The use of LNG as a fuel for ships is seen as one of the options to address the future environmental and commercial challenges in the shipping industry. With proper combinations of bunkering solutions such as tank trucks, permanent tanks and barges in the different ports, efficient LNG bunkering can be established.
The partners of the JIP, Australian Maritime Safety Authority (AMSA), BOC Limited (Linde Group), Farstad Shipping Pty. Ltd., Ports Australia, Rolls-Royce Marine AS, SVITZER Australia, Swire Pacific Offshore Operations (Pte) Ltd., Teekay Shipping (Australia) Pty. Ltd., Woodside Energy Ltd and DNV are optimistic about the future of LNG as maritime fuel in Australia after having screened the possibilities to establish LNG bunkering in ten Australian ports.
This LNG Bunkering Study, which was announced in October last year, recommends more technical guidelines and a clearer regulatory framework to be established, along with financial incentives to kick-start the development. When establishing LNG bunkering, the critical business phase is the first 2-4 years of operation when the LNG suppliers rely on a few brave ship owners willing to be industry forerunners.

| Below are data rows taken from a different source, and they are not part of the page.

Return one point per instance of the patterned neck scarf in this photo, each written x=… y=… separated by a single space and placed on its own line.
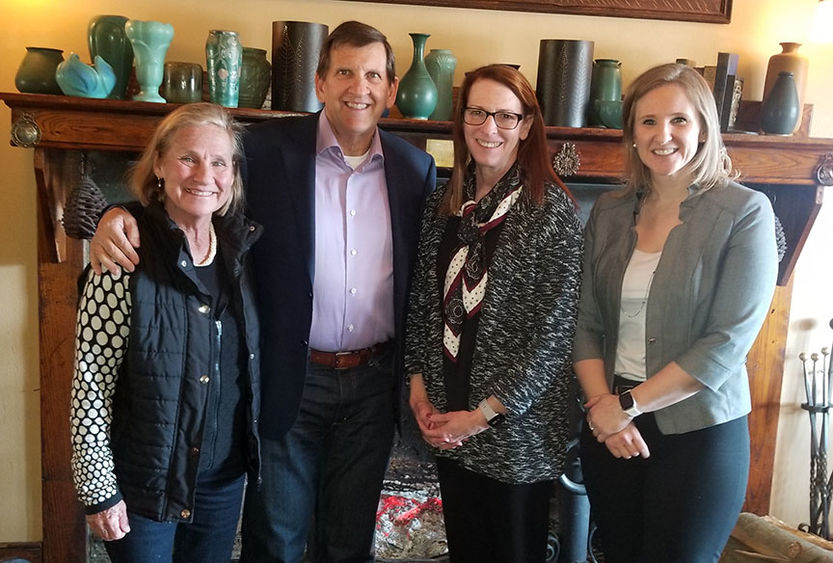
x=466 y=277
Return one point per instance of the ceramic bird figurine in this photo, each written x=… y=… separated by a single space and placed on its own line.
x=80 y=79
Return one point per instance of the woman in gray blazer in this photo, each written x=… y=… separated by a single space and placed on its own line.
x=491 y=323
x=679 y=272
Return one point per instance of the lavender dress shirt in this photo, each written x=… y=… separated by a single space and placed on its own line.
x=352 y=304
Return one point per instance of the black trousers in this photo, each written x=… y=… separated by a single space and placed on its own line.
x=677 y=506
x=488 y=520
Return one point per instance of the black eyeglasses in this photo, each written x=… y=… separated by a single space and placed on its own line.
x=503 y=119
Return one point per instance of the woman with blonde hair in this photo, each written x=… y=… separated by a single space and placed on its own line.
x=165 y=396
x=679 y=271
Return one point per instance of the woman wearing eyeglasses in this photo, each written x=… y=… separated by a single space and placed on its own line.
x=492 y=318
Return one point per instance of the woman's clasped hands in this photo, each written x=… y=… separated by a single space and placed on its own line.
x=611 y=426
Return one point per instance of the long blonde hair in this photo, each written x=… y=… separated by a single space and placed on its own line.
x=143 y=181
x=711 y=165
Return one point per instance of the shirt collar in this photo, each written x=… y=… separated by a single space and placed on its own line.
x=326 y=140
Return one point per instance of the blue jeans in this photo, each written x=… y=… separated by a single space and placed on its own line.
x=322 y=479
x=209 y=538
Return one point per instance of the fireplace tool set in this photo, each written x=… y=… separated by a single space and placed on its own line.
x=818 y=386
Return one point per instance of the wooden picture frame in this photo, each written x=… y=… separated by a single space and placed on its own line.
x=706 y=11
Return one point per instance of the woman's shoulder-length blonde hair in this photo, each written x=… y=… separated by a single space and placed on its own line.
x=533 y=152
x=143 y=181
x=711 y=166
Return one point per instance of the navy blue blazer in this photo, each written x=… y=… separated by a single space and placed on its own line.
x=279 y=175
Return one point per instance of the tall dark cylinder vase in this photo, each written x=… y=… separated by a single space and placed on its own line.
x=780 y=110
x=295 y=50
x=106 y=38
x=565 y=67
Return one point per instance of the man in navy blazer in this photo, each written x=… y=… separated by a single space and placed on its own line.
x=340 y=202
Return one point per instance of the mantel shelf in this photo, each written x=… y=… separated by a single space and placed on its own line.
x=790 y=170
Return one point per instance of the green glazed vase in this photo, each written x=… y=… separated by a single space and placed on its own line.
x=223 y=59
x=417 y=96
x=441 y=64
x=605 y=86
x=106 y=38
x=255 y=78
x=36 y=73
x=150 y=41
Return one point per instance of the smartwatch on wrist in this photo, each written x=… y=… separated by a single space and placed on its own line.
x=628 y=404
x=493 y=418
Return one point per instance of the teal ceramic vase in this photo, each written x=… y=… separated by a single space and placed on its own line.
x=223 y=58
x=150 y=41
x=441 y=64
x=36 y=73
x=107 y=38
x=80 y=79
x=605 y=86
x=781 y=110
x=255 y=78
x=182 y=83
x=417 y=96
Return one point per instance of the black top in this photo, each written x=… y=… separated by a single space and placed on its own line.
x=456 y=376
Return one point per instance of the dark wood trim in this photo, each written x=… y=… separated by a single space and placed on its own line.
x=706 y=11
x=785 y=168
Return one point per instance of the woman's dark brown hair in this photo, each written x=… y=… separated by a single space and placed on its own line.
x=533 y=153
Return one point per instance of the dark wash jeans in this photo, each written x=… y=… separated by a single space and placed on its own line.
x=677 y=506
x=322 y=480
x=209 y=538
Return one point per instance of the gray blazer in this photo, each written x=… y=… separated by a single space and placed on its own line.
x=710 y=294
x=523 y=347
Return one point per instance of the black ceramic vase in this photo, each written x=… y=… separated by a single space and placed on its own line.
x=565 y=67
x=295 y=50
x=780 y=111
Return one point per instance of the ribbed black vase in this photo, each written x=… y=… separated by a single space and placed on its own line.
x=295 y=50
x=565 y=67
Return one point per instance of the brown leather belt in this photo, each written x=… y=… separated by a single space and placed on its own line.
x=347 y=360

After some years of successful operation a second wave of ships is expected to enter the market, which will reduce suppliers’ uncertainty and reinforce the business case.
The JIP focused specifically on the initial phase, and created roadmaps for necessary action for most rapid establishment of LNG bunkering in shortlisted ports. An accelerated approach can open up LNG bunkering in Australia by 2016.

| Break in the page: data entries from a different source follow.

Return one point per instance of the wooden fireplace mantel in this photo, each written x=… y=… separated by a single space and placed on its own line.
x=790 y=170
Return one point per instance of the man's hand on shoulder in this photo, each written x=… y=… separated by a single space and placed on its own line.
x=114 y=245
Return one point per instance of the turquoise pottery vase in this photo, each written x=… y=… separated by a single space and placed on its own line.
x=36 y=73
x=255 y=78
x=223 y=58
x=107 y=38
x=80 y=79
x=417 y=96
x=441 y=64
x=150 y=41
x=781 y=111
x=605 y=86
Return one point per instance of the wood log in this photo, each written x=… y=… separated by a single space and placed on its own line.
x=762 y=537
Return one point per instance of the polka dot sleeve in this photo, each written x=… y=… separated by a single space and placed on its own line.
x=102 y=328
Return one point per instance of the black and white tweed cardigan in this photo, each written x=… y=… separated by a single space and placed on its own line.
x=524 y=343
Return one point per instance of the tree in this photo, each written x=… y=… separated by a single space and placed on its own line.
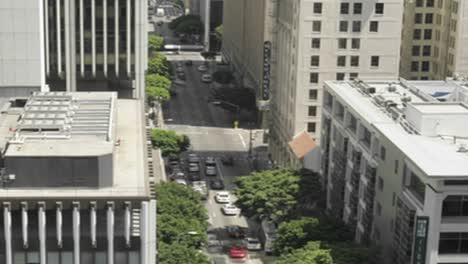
x=158 y=64
x=177 y=254
x=271 y=193
x=155 y=43
x=169 y=142
x=312 y=253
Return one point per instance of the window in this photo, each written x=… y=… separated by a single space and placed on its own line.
x=344 y=8
x=379 y=8
x=316 y=43
x=312 y=110
x=356 y=26
x=341 y=61
x=315 y=61
x=313 y=94
x=354 y=61
x=426 y=50
x=383 y=153
x=311 y=127
x=313 y=77
x=416 y=50
x=425 y=66
x=317 y=8
x=342 y=43
x=357 y=8
x=428 y=34
x=316 y=26
x=343 y=26
x=417 y=34
x=374 y=26
x=355 y=43
x=418 y=18
x=429 y=18
x=375 y=60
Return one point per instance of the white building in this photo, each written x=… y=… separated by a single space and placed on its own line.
x=73 y=45
x=395 y=166
x=326 y=40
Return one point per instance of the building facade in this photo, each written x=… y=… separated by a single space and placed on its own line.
x=78 y=45
x=394 y=164
x=434 y=39
x=76 y=181
x=326 y=40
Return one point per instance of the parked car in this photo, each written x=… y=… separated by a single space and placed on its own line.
x=217 y=185
x=237 y=252
x=230 y=209
x=206 y=78
x=252 y=243
x=210 y=171
x=222 y=197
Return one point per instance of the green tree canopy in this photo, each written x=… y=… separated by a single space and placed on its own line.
x=310 y=254
x=155 y=43
x=271 y=193
x=169 y=142
x=177 y=254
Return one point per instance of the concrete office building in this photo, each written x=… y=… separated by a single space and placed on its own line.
x=75 y=45
x=434 y=39
x=326 y=40
x=75 y=181
x=394 y=160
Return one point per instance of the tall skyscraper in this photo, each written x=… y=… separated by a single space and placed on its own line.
x=435 y=37
x=74 y=45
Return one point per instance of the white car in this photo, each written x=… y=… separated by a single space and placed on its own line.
x=230 y=209
x=210 y=171
x=253 y=244
x=206 y=78
x=222 y=197
x=202 y=68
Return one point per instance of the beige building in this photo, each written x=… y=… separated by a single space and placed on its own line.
x=326 y=40
x=434 y=41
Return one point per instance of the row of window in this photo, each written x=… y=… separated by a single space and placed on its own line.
x=343 y=26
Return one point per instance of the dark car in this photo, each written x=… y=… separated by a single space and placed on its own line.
x=217 y=185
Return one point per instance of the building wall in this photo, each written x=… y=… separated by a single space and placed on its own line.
x=294 y=40
x=21 y=46
x=445 y=54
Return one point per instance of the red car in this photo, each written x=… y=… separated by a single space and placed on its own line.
x=237 y=252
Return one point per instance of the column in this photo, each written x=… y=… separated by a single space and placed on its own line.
x=116 y=36
x=42 y=233
x=129 y=34
x=128 y=223
x=81 y=38
x=59 y=225
x=110 y=233
x=104 y=37
x=93 y=36
x=59 y=36
x=7 y=230
x=24 y=223
x=76 y=233
x=93 y=224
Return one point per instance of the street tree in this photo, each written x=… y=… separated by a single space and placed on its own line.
x=270 y=193
x=169 y=142
x=312 y=253
x=177 y=254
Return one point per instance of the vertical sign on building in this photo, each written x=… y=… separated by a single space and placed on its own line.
x=420 y=240
x=266 y=70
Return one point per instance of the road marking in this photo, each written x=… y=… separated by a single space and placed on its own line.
x=242 y=140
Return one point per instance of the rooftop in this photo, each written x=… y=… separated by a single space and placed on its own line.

The study addressed LNG bunkering with respect to the status and need for infrastructure and regulations for the OSV/Tug industry in several key Australian ports. During the course of the four-month study the scope was slightly broadened to include a simplified financial analysis of future LNG bunkering operations. According to the Executive Summary, “The additional building costs for LNG fuelled ships can in some cases be recovered within attractive payback periods.”
DNV Maritime Country Manager, Tim Holt, states “We have been impressed with the interest and commitment shown by the Australian shipping industry in investigating LNG as a cleaner and locally available marine fuel.” JIP Project Manager Henning Mohn adds, “Increasing LNG production along with new international regulations boost the interest in LNG fuelled shipping; this may actually to some extent switch ships from fuelling with imported fuel to using domestically produced LNG.”

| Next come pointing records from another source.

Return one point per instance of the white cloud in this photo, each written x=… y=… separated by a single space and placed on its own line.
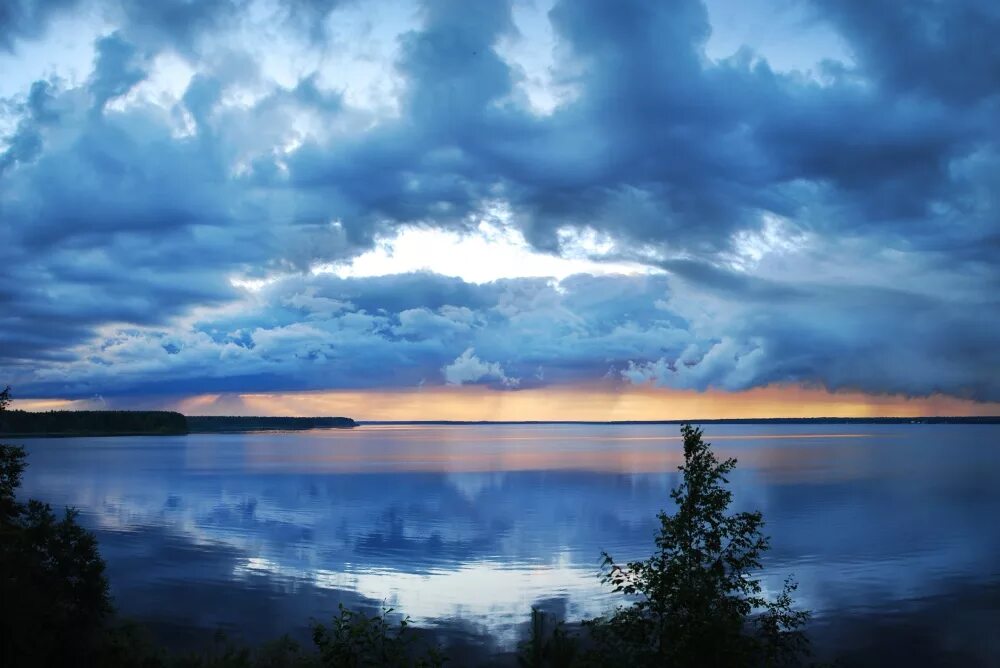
x=491 y=252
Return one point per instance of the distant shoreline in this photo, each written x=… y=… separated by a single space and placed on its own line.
x=82 y=424
x=982 y=419
x=79 y=424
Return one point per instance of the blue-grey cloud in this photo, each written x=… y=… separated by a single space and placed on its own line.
x=123 y=217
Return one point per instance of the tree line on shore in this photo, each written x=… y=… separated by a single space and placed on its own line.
x=695 y=602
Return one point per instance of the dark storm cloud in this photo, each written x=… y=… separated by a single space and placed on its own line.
x=121 y=217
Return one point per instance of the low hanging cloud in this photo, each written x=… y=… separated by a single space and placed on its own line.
x=832 y=226
x=467 y=368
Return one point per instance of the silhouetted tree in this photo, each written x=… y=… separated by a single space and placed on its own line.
x=52 y=587
x=696 y=599
x=356 y=640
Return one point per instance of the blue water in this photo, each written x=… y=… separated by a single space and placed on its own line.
x=891 y=530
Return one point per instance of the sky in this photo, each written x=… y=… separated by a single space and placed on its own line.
x=501 y=210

“The use of LNG as a fuel for ships is seen as one of the options to address the present and future environmental and commercial challenges in the shipping industry”, according to the report summary. “LNG fuelled coastal shipping started in Norway about 12 years ago, and has a very good track record. The global order book shows that the current fleet of about 37 LNG fuelled vessels will grow to around 65 ships worldwide within a couple of years, with growth also into larger ship types.”
While the main report is owned by the partners, a summary report is publically available dnv.com.